As I said, this has bothered me for some time, although I've never quite put my finger on the source of my discontent, never really articulated what it was that bothered me about the whole thing. There was just that vague itch at the back of my neck that told me that someone was being a jerk in this scenario. But I think the fact that I have this nice Sunny labarotory has made me pause and parse where previously I would have just scowled and moved on. So now that I've collected all the data, run all the appropriate tests, lit all the right bunsen burners and mixed all the proper chemicals, separated my control groups from my experimental groups and dug just the right number of shallow graves for the subjects who didn't make it, I do believe I'm ready to share my findings with the public.
First of all, these folks don't seem to really understand how a comparison works. Just because you're comparing two things does not mean that you think that they're equal in merit and substance and all other regards. It just means that you're highlighting one or more qualities that they share in common. For instance, a classic example would be someone pointing out that Quentin Tarantino, like Shakespeare, knows how to write stories that will appeal to low-brow audiences and sophisticated audiences at the same time. At this point we turn to the woodwork and wait for the inevitable asshole. And yet, nowhere in that statement did anyone suggest that Tarantino's movies were on a par, historically or artistically, with Shakespeare's plays. And nowhere in The Great Rulebook of Comparing Things does it decree that similarities can only be drawn between Shakespeare and things "worthy" of comparison to Shakespeare, anymore than it forbids us to compare the color of apples and red Jolly Ranchers because of the differences in nutritional value between them. "How dare you suggest anything common between nature's perfect apple and something as proletarian as... what did you call them? Oh yes... a Jolly Rancher! *bla-bla-blub-blarghh*"

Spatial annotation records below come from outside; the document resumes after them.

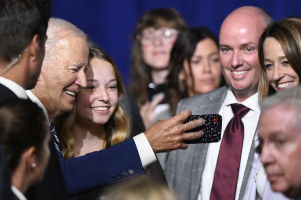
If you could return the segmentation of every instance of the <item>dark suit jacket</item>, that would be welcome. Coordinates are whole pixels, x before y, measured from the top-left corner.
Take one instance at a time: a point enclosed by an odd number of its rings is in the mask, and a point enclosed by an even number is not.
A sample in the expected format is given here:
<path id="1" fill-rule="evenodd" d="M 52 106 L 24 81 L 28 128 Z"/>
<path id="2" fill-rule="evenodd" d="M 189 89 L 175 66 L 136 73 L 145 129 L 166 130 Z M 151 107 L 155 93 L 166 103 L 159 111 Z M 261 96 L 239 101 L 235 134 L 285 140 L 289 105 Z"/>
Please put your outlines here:
<path id="1" fill-rule="evenodd" d="M 11 90 L 0 84 L 0 101 L 18 96 Z M 0 199 L 18 199 L 11 189 L 11 173 L 7 163 L 2 146 L 0 143 Z"/>
<path id="2" fill-rule="evenodd" d="M 0 84 L 0 102 L 17 98 L 13 91 Z M 11 173 L 0 143 L 0 199 L 18 199 L 11 189 Z"/>
<path id="3" fill-rule="evenodd" d="M 52 137 L 52 140 L 54 139 Z M 65 178 L 69 196 L 91 188 L 110 184 L 145 173 L 133 139 L 108 149 L 67 160 L 56 150 L 53 141 L 50 147 L 52 152 L 56 152 L 52 154 L 56 154 L 56 157 L 50 159 L 42 183 L 28 192 L 29 199 L 67 199 L 65 195 L 59 195 L 65 190 L 64 181 L 61 180 L 61 172 Z M 55 161 L 58 159 L 60 164 Z M 56 193 L 57 197 L 49 197 L 50 193 Z"/>

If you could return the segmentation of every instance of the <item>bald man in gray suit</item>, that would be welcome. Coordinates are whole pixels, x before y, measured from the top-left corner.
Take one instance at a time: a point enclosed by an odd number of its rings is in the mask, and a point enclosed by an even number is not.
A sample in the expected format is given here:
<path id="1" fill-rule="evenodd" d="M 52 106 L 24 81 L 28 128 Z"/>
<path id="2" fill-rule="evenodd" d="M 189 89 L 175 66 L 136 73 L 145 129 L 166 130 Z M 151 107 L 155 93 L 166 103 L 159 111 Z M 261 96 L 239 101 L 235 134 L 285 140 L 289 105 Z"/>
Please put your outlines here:
<path id="1" fill-rule="evenodd" d="M 254 137 L 260 113 L 257 46 L 261 33 L 272 22 L 268 14 L 258 8 L 241 7 L 230 14 L 220 32 L 221 63 L 229 87 L 182 100 L 178 105 L 177 112 L 188 108 L 192 114 L 221 114 L 222 137 L 234 115 L 230 104 L 242 104 L 250 109 L 242 118 L 244 135 L 235 200 L 242 199 L 254 159 Z M 190 145 L 185 150 L 169 154 L 165 175 L 179 199 L 210 199 L 221 143 Z"/>

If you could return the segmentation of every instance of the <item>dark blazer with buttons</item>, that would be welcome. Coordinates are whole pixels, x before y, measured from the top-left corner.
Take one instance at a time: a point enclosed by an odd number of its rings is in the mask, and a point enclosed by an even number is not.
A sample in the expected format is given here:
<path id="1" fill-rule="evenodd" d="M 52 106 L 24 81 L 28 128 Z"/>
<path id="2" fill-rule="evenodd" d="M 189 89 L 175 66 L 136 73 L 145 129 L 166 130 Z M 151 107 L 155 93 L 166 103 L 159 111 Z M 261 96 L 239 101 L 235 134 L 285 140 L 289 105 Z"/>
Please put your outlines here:
<path id="1" fill-rule="evenodd" d="M 194 115 L 218 113 L 227 91 L 227 88 L 224 86 L 203 95 L 182 100 L 178 105 L 177 113 L 188 108 Z M 254 135 L 257 129 L 254 130 Z M 176 192 L 179 199 L 197 199 L 208 147 L 208 143 L 189 144 L 185 150 L 176 150 L 169 153 L 164 172 L 169 186 Z M 242 199 L 244 195 L 254 153 L 253 140 L 239 199 Z"/>
<path id="2" fill-rule="evenodd" d="M 52 140 L 54 139 L 53 136 L 52 139 Z M 60 168 L 60 165 L 69 196 L 74 196 L 87 189 L 112 184 L 145 173 L 136 144 L 132 138 L 109 148 L 66 160 L 64 159 L 60 152 L 56 150 L 53 141 L 51 143 L 51 147 L 56 152 L 54 154 L 56 154 L 60 164 L 55 164 L 56 163 L 50 160 L 49 164 L 52 165 L 53 167 L 48 167 L 48 171 L 46 169 L 42 182 L 35 186 L 37 189 L 34 189 L 34 192 L 31 191 L 30 195 L 27 196 L 33 196 L 34 198 L 33 199 L 57 199 L 49 198 L 47 196 L 50 192 L 59 193 L 61 192 L 60 188 L 57 188 L 56 185 L 55 180 L 53 180 L 57 179 L 56 172 L 59 175 L 57 169 Z M 49 185 L 48 181 L 53 182 L 53 185 L 49 187 L 40 187 L 43 184 Z M 38 193 L 39 194 L 37 194 Z"/>
<path id="3" fill-rule="evenodd" d="M 0 102 L 11 98 L 18 98 L 18 96 L 9 88 L 0 84 Z M 11 173 L 0 143 L 0 199 L 18 199 L 12 191 L 11 185 Z"/>

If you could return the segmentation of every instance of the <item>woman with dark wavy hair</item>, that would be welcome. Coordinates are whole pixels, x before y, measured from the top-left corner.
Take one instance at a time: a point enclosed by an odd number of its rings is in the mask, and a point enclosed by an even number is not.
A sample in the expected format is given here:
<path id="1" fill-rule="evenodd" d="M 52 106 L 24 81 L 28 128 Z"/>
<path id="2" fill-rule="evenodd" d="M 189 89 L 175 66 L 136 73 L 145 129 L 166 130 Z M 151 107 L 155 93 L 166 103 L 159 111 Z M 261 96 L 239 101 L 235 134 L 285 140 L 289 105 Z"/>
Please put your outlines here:
<path id="1" fill-rule="evenodd" d="M 12 190 L 20 199 L 42 180 L 50 152 L 48 120 L 42 109 L 26 100 L 0 103 L 0 142 L 11 172 Z"/>
<path id="2" fill-rule="evenodd" d="M 136 25 L 129 88 L 146 128 L 151 125 L 150 116 L 157 113 L 155 107 L 163 100 L 162 95 L 153 99 L 151 93 L 165 92 L 170 51 L 178 34 L 186 28 L 183 18 L 171 8 L 149 11 Z M 161 108 L 163 107 L 161 105 Z"/>

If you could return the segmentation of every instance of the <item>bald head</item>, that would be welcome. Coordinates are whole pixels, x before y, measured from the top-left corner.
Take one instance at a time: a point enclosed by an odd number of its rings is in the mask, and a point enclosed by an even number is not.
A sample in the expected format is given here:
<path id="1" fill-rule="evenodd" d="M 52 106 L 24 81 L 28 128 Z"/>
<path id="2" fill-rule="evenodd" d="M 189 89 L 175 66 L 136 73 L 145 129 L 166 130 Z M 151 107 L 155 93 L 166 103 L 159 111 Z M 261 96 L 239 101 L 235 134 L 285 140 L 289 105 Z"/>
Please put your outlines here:
<path id="1" fill-rule="evenodd" d="M 263 10 L 254 7 L 246 6 L 240 7 L 232 12 L 225 19 L 220 32 L 220 36 L 230 27 L 256 28 L 260 30 L 258 35 L 261 35 L 263 30 L 271 23 L 273 19 Z"/>

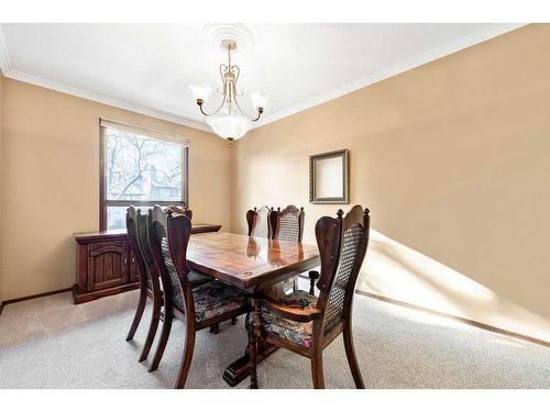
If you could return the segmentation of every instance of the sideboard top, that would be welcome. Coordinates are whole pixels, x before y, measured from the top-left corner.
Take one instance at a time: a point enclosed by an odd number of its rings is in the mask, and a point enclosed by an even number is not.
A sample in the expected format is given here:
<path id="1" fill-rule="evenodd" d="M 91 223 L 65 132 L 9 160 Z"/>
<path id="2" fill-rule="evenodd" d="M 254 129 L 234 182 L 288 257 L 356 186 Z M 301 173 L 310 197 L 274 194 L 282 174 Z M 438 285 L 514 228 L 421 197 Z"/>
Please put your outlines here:
<path id="1" fill-rule="evenodd" d="M 218 232 L 220 229 L 221 224 L 194 223 L 191 233 Z M 85 242 L 94 240 L 127 237 L 128 234 L 125 229 L 111 229 L 109 231 L 79 232 L 79 233 L 74 233 L 73 236 L 77 242 Z"/>

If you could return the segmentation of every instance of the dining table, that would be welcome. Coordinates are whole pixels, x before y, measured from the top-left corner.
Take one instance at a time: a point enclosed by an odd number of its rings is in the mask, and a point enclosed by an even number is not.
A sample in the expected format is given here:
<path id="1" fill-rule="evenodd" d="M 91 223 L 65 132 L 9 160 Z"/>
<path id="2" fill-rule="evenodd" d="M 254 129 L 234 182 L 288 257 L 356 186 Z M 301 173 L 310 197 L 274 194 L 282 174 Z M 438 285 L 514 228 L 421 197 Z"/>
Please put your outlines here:
<path id="1" fill-rule="evenodd" d="M 187 261 L 191 269 L 251 293 L 276 293 L 277 285 L 320 265 L 317 245 L 218 232 L 190 236 Z M 257 361 L 277 349 L 262 344 Z M 223 379 L 234 387 L 250 375 L 249 348 L 227 367 Z"/>

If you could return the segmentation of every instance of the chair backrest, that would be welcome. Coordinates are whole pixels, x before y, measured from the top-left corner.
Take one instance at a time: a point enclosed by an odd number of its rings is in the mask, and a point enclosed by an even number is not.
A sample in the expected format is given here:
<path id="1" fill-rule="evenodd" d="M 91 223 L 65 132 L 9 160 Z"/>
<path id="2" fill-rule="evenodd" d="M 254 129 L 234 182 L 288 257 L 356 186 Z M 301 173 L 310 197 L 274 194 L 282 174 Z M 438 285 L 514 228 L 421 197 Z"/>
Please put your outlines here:
<path id="1" fill-rule="evenodd" d="M 128 242 L 130 243 L 130 248 L 132 249 L 138 263 L 141 288 L 148 288 L 150 290 L 153 290 L 153 283 L 151 282 L 151 275 L 148 272 L 148 265 L 145 261 L 145 256 L 140 244 L 138 233 L 138 213 L 139 211 L 136 211 L 134 207 L 130 207 L 127 209 Z"/>
<path id="2" fill-rule="evenodd" d="M 342 210 L 337 214 L 336 219 L 319 219 L 315 229 L 321 258 L 317 307 L 323 311 L 324 334 L 351 318 L 355 282 L 369 246 L 371 225 L 369 209 L 363 210 L 360 205 L 354 205 L 344 218 Z"/>
<path id="3" fill-rule="evenodd" d="M 172 310 L 176 305 L 177 308 L 185 309 L 186 314 L 189 315 L 188 309 L 191 308 L 193 315 L 195 316 L 193 292 L 187 279 L 187 275 L 190 271 L 187 266 L 187 243 L 191 233 L 191 221 L 185 214 L 177 215 L 185 225 L 185 231 L 180 233 L 182 237 L 177 238 L 168 236 L 168 216 L 172 218 L 172 212 L 168 211 L 168 213 L 165 213 L 158 205 L 148 210 L 147 225 L 151 252 L 163 282 L 166 310 Z M 172 248 L 170 242 L 175 244 Z M 175 248 L 177 248 L 177 254 L 170 252 Z M 180 269 L 185 268 L 185 270 L 177 270 L 176 265 Z"/>
<path id="4" fill-rule="evenodd" d="M 190 210 L 190 209 L 185 209 L 185 208 L 182 208 L 178 205 L 169 205 L 165 209 L 165 212 L 166 213 L 172 212 L 172 214 L 174 214 L 174 215 L 185 214 L 187 218 L 193 220 L 193 210 Z"/>
<path id="5" fill-rule="evenodd" d="M 301 242 L 304 235 L 304 208 L 294 204 L 273 212 L 273 238 L 277 241 Z"/>
<path id="6" fill-rule="evenodd" d="M 272 221 L 271 215 L 273 208 L 266 205 L 256 210 L 249 210 L 246 212 L 246 223 L 249 224 L 249 236 L 267 237 L 272 238 Z"/>

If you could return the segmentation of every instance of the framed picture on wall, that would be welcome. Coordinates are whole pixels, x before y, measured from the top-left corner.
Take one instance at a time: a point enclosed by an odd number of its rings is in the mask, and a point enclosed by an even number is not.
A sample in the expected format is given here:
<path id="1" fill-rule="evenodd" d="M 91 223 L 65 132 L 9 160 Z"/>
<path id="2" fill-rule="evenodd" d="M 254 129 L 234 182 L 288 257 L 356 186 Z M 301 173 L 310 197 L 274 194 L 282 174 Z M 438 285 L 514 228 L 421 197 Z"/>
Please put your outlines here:
<path id="1" fill-rule="evenodd" d="M 309 156 L 309 201 L 311 203 L 350 202 L 348 149 Z"/>

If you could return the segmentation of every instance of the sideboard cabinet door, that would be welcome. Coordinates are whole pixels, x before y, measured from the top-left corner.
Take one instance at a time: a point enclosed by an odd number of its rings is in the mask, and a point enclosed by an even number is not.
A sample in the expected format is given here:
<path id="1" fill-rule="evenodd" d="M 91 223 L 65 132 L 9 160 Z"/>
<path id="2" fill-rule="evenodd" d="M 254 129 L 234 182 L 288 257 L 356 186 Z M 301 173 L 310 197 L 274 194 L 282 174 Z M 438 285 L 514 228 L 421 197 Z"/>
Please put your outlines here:
<path id="1" fill-rule="evenodd" d="M 88 292 L 128 283 L 130 253 L 124 240 L 88 245 Z"/>

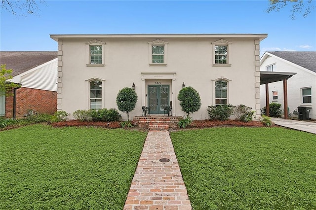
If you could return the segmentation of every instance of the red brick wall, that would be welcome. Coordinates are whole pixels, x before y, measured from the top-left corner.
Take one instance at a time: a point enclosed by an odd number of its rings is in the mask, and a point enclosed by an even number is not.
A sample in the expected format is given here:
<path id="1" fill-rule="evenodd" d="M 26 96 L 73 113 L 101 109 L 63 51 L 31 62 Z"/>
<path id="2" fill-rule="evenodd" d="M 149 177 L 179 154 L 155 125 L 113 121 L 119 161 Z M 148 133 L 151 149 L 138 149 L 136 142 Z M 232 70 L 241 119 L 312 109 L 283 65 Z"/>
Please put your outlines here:
<path id="1" fill-rule="evenodd" d="M 28 110 L 38 113 L 53 114 L 57 110 L 56 92 L 22 87 L 16 90 L 16 116 L 23 117 Z M 13 117 L 13 97 L 6 97 L 5 116 Z"/>

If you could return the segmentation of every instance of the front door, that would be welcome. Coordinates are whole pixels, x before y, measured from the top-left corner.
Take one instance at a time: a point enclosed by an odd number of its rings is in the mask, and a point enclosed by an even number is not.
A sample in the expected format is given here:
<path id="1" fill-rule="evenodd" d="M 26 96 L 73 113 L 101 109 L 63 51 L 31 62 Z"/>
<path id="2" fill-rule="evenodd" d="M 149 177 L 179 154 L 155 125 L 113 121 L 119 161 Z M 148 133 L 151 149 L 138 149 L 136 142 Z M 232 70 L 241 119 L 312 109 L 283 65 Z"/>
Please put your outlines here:
<path id="1" fill-rule="evenodd" d="M 169 85 L 148 85 L 148 107 L 151 114 L 163 114 L 163 105 L 169 105 Z"/>

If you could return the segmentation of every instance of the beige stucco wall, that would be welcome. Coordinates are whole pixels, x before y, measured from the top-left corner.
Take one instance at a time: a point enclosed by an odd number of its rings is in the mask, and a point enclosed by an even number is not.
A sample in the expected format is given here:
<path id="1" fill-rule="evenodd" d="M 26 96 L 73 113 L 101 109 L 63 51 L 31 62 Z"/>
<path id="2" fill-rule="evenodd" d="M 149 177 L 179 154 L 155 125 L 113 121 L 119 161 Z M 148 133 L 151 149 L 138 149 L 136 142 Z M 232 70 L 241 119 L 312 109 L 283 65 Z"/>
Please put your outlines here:
<path id="1" fill-rule="evenodd" d="M 104 67 L 87 66 L 88 52 L 86 43 L 96 39 L 106 42 Z M 184 116 L 176 99 L 182 83 L 192 86 L 200 94 L 202 105 L 191 116 L 207 119 L 206 108 L 215 105 L 215 80 L 229 80 L 228 103 L 244 104 L 260 115 L 260 68 L 259 39 L 249 37 L 224 38 L 231 42 L 229 50 L 230 67 L 213 67 L 213 38 L 62 38 L 58 41 L 58 109 L 72 113 L 88 109 L 89 82 L 94 78 L 103 81 L 102 107 L 116 108 L 116 96 L 134 82 L 138 100 L 130 117 L 142 115 L 141 106 L 147 105 L 147 86 L 161 82 L 170 87 L 172 114 Z M 148 42 L 159 39 L 168 42 L 166 66 L 150 66 Z M 256 67 L 256 65 L 257 66 Z M 259 73 L 259 74 L 258 74 Z M 126 114 L 121 113 L 123 118 Z"/>

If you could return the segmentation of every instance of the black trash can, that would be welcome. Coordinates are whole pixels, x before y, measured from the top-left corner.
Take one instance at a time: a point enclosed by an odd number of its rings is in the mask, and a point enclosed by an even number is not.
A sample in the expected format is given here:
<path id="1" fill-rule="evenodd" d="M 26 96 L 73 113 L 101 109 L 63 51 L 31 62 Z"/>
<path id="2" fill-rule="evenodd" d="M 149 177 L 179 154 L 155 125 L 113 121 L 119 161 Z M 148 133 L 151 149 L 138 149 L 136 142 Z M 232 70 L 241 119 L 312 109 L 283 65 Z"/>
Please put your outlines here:
<path id="1" fill-rule="evenodd" d="M 310 119 L 310 112 L 311 107 L 306 106 L 298 106 L 298 118 L 300 120 L 308 120 Z"/>

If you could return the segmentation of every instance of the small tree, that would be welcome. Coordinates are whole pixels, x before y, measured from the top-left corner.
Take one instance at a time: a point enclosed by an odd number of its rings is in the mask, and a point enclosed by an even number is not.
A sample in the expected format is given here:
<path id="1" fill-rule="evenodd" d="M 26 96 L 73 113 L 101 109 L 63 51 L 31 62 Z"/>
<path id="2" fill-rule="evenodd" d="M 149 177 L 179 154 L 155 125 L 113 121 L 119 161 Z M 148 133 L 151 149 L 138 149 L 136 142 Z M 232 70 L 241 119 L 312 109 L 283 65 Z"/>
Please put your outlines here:
<path id="1" fill-rule="evenodd" d="M 187 113 L 187 117 L 189 117 L 190 112 L 197 111 L 201 107 L 199 94 L 192 87 L 182 88 L 178 94 L 178 100 L 180 101 L 182 111 Z"/>
<path id="2" fill-rule="evenodd" d="M 118 110 L 127 114 L 127 120 L 129 121 L 129 113 L 135 108 L 137 102 L 137 94 L 132 88 L 125 87 L 118 92 L 117 96 L 117 105 Z"/>
<path id="3" fill-rule="evenodd" d="M 12 94 L 7 93 L 12 88 L 19 87 L 17 84 L 13 82 L 8 82 L 8 79 L 13 78 L 11 73 L 11 69 L 7 70 L 5 64 L 1 65 L 1 70 L 0 70 L 0 96 L 5 95 L 10 96 Z"/>

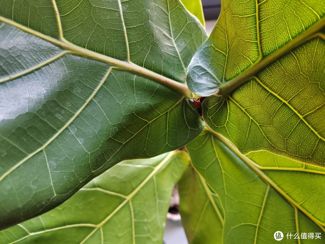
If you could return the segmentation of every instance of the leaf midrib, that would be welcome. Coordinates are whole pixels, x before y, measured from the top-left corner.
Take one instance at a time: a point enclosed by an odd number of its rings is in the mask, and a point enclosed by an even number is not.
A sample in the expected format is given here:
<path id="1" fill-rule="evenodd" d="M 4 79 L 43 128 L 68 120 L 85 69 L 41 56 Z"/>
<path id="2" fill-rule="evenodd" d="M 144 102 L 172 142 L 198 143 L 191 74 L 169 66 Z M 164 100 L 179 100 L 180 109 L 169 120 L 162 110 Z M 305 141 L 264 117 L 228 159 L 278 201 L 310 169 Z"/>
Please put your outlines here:
<path id="1" fill-rule="evenodd" d="M 32 30 L 11 20 L 0 16 L 0 21 L 15 27 L 25 32 L 62 47 L 71 51 L 71 53 L 107 63 L 114 67 L 125 71 L 148 78 L 153 81 L 173 89 L 179 93 L 189 97 L 192 92 L 185 84 L 160 75 L 153 71 L 131 62 L 122 61 L 104 54 L 82 47 L 70 42 L 59 36 L 61 40 L 56 39 Z M 60 29 L 59 28 L 59 30 Z M 61 33 L 61 32 L 59 32 Z"/>
<path id="2" fill-rule="evenodd" d="M 123 207 L 125 206 L 128 202 L 130 202 L 131 200 L 133 197 L 136 195 L 147 184 L 149 181 L 153 177 L 154 177 L 158 173 L 159 171 L 163 168 L 166 164 L 168 163 L 169 160 L 174 156 L 176 155 L 176 154 L 179 153 L 179 152 L 177 151 L 173 151 L 168 153 L 166 156 L 159 163 L 159 164 L 155 167 L 154 167 L 152 171 L 149 175 L 142 181 L 141 183 L 136 187 L 132 192 L 127 196 L 125 196 L 119 193 L 115 192 L 110 192 L 106 190 L 103 190 L 101 188 L 81 188 L 80 190 L 84 191 L 92 191 L 94 190 L 99 190 L 99 191 L 104 192 L 105 193 L 109 194 L 110 195 L 115 196 L 117 197 L 121 197 L 124 199 L 124 200 L 108 216 L 106 217 L 103 220 L 100 222 L 98 224 L 93 224 L 82 223 L 80 224 L 71 224 L 65 225 L 62 226 L 60 226 L 52 229 L 49 229 L 45 230 L 43 231 L 41 231 L 35 232 L 30 233 L 27 230 L 25 229 L 25 228 L 22 228 L 24 229 L 25 231 L 27 232 L 28 235 L 20 239 L 15 241 L 12 242 L 11 242 L 10 244 L 15 244 L 28 237 L 33 236 L 37 235 L 40 234 L 44 234 L 45 233 L 49 232 L 51 231 L 54 231 L 59 230 L 66 229 L 67 228 L 78 227 L 92 227 L 94 229 L 82 241 L 80 244 L 84 243 L 87 241 L 92 236 L 98 229 L 101 228 L 117 212 L 118 212 Z M 21 227 L 21 226 L 20 226 Z"/>
<path id="3" fill-rule="evenodd" d="M 325 28 L 325 17 L 318 20 L 302 33 L 291 39 L 269 55 L 258 59 L 236 76 L 220 84 L 218 95 L 227 96 L 242 84 L 250 79 L 255 74 L 295 47 L 317 36 L 324 39 L 324 35 L 318 33 Z M 259 46 L 260 46 L 259 45 Z"/>
<path id="4" fill-rule="evenodd" d="M 297 203 L 294 201 L 284 191 L 279 187 L 272 180 L 271 180 L 264 172 L 259 167 L 256 167 L 256 163 L 247 157 L 246 156 L 242 154 L 237 148 L 235 146 L 228 140 L 219 134 L 214 131 L 212 129 L 207 127 L 209 132 L 212 134 L 213 136 L 216 138 L 226 147 L 228 147 L 234 154 L 237 157 L 240 159 L 245 164 L 247 165 L 251 170 L 255 173 L 266 183 L 268 185 L 271 186 L 272 188 L 276 191 L 281 196 L 284 198 L 288 202 L 293 206 L 294 207 L 299 209 L 304 213 L 311 220 L 315 223 L 323 231 L 325 231 L 325 226 L 324 223 L 320 222 L 318 219 L 313 216 L 306 209 L 299 205 Z"/>

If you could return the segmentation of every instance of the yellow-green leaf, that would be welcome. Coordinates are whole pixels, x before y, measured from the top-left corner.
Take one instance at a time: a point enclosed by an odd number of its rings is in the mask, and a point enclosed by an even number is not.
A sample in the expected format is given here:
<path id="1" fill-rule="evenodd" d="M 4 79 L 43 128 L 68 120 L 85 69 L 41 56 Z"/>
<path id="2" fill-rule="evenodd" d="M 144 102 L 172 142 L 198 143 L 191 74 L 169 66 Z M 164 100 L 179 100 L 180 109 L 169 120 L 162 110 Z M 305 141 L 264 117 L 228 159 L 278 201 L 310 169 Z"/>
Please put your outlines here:
<path id="1" fill-rule="evenodd" d="M 325 166 L 324 15 L 324 1 L 222 1 L 188 84 L 211 96 L 206 122 L 242 153 Z"/>
<path id="2" fill-rule="evenodd" d="M 320 233 L 324 238 L 323 168 L 265 151 L 243 155 L 225 138 L 207 130 L 186 148 L 196 170 L 220 199 L 223 243 L 275 243 L 279 231 L 285 235 L 283 242 L 296 241 L 286 239 L 290 232 Z M 201 224 L 214 218 L 202 217 Z"/>
<path id="3" fill-rule="evenodd" d="M 203 129 L 184 83 L 206 33 L 178 0 L 0 6 L 0 229 Z"/>

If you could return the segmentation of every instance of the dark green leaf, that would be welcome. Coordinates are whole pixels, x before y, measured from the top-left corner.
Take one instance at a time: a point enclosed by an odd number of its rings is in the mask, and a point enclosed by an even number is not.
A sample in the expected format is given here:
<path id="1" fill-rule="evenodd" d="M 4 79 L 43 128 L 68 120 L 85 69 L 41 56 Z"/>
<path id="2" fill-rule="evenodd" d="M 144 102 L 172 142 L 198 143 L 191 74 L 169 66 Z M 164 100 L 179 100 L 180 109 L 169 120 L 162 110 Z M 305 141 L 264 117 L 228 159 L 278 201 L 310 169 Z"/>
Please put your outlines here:
<path id="1" fill-rule="evenodd" d="M 0 228 L 202 131 L 183 83 L 206 34 L 178 1 L 0 6 Z"/>
<path id="2" fill-rule="evenodd" d="M 59 207 L 0 232 L 0 242 L 161 244 L 184 152 L 124 161 Z"/>
<path id="3" fill-rule="evenodd" d="M 221 243 L 224 211 L 218 196 L 192 167 L 178 185 L 179 212 L 188 243 Z"/>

And then of course, behind all this, you have the obligatory presumption that all things firmly set in the historical stone are inviolate, sacred, not to be profaned by mentioning them in the presence of contemporary offerings still struggling to secure their reputations. Shakespeare thrives among the gods! The Beatles are firmly established on their pedestal, and twenty years ago Nirvana wasn't fit to polish the inscription, and today they stand side by side, and now The Raging Cock-Goblins or Whatever the Fuck Band isn't worthy to appear before them. Bull fucking poppy shit and cock, I say. It's a small, cowardly, little mentality that thinks like this, one that hides behind the stale seal of cultural approval.
It's the same mentality that drives people to couch their praise in a safe little clauses like, "the greatest thing since such and such", as in, "The Wall was the the greatest concept album since Tommy." Fuck that. Tommy was a fine musical achievement and all, but The Wall blows it away - at least in my ever so humble opinion. We could debate the finer virtues between the two, but my point is that The Wall doesn't have to lap at Tommy's feet just because the one preceded the other. Merit isn't handed out in chronological order. And I don't think it's blasphemous to say that there are works of art made even today that rival some of the greatest masterpieces of antiquity and that there will continue to be even hundreds of years from now.
So, please, the next time you find yourself in this situation, the next time you're tempted to balk at someone's supposedly sacrilegious comparison just stop and think about this for a second: Even War and Peace and Twilight were both... ummm... errr... they're both... Well, they're both written on paper! And they both... use... words... sort of. Okay, maybe that's a bad example.